Más allá de los titulares: el costo personal de la retórica geopolítica para los estadounidenses de origen iraní

23

Si bien los ciclos informativos mundiales se centran en las implicaciones estratégicas de los conflictos de Oriente Medio, para la diáspora iraní-estadounidense las noticias no son un debate político abstracto: son una fuente de profunda ansiedad personal. A medida que aumentan las tensiones y la retórica de los líderes políticos estadounidenses se vuelve cada vez más volátil, muchos en la comunidad sienten una sensación de aislamiento y temor por sus familias en casa.

El peso de la retórica deshumanizante

Publicaciones recientes en las redes sociales del expresidente Donald Trump han intensificado la angustia dentro de la comunidad iraní-estadounidense. Sus amenazas de “acabar” con la civilización de Irán o devolver el país a la “Edad de Piedra” han sido descritas por miembros de la comunidad como profundamente deshumanizantes.

Para aquellos con raíces en la región, este lenguaje hace más que simplemente señalar una posible acción militar; ataca su herencia.
Borrado cultural: La retórica que sugiere que una nación “pertenece” a un estado primitivo ignora la historia de Irán como una de las civilizaciones continuas más antiguas del mundo.
Impacto personal: Para muchos, estos no son solo temas de conversación políticos, sino amenazas contra la seguridad de los padres, hermanos y familias extensas.
El elemento humano: Como señaló la cantante Maia Moham, ese lenguaje reduce una cultura compleja e influyente, definida por la poesía, la música y la hospitalidad, a una herramienta política desechable.

Una desconexión en la percepción

Existe una brecha visible entre cómo el público estadounidense ve el conflicto y cómo lo experimentan los estadounidenses iraníes.
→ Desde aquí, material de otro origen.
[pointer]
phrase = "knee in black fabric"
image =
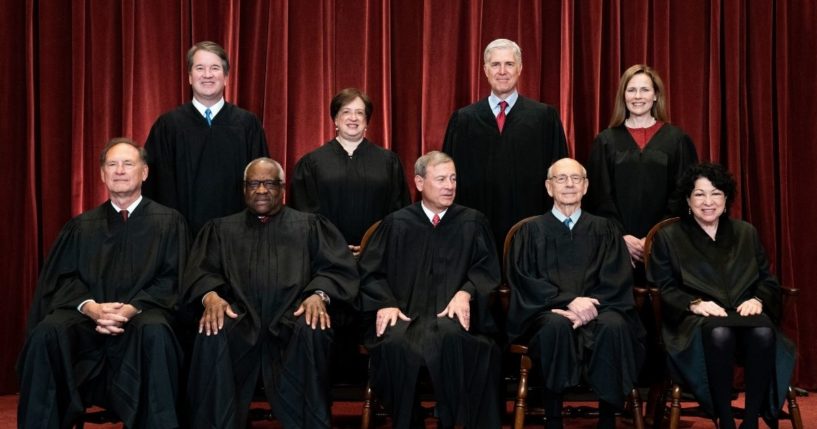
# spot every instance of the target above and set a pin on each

Según encuestas recientes, muchos estadounidenses ven la inestabilidad de Oriente Medio a través de una lente de impacto interno: aumento de los precios de la gasolina, amenazas a los militares estadounidenses o cambios en el mercado energético. Si bien estas son preocupaciones económicas válidas, a menudo eclipsan el costo humano de la guerra.

“Para muchos estadounidenses, esto se siente lejano o complicado. Pero para los estadounidenses iraníes, no se siente abstracto: se siente personal, cultural y emocional”.

Esta desconexión crea una sensación de “balancín emocional”. Si bien las noticias informan sobre ceses del fuego y posibles interrupciones del petróleo, los iraníes-estadounidenses suelen estar más preocupados por la supervivencia básica de sus seres queridos, como la capacidad de enviar medicamentos que salvan vidas a sus familiares en zonas de conflicto.

El alegato de solidaridad

A pesar de la complejidad del panorama político, existe una petición sencilla por parte de quienes viven en la diáspora. Muchos iraníes-estadounidenses informan que se sienten abandonados por amigos y compañeros que parecen “desprotegidos” de las noticias.

La comunidad no pide experiencia política, sino conexión humana básica. Sugieren que incluso si no sabes qué decir, las siguientes acciones son importantes:
1. Comunícate: Simplemente preguntarle a un amigo cómo le está yendo puede aliviar la sensación de aislamiento.
2. Mostrar solidaridad: Reconocer la tragedia y el sufrimiento humano detrás de los titulares.
3. Reconocer la distinción: Reconocer que el pueblo iraní, su cultura y su gobierno son entidades distintas.

La complejidad dentro de la comunidad

Es importante señalar que la comunidad iraní-estadounidense no es un monolito. Existen divisiones internas sobre cómo responder al régimen actual y cuánta intervención extranjera es apropiada. Algunos ven esperanza en la presión estadounidense para forzar un cambio político, mientras que otros temen que la escalada militar sólo devastará a la población civil que les importa.


Conclusión
Para los estadounidenses de origen iraní, la actual crisis geopolítica es una lucha profundamente personal que trasciende la política. Mientras el mundo observa los titulares en busca de cambios económicos o estratégicos, esta comunidad simplemente pide la empatía y la solidaridad de sus vecinos.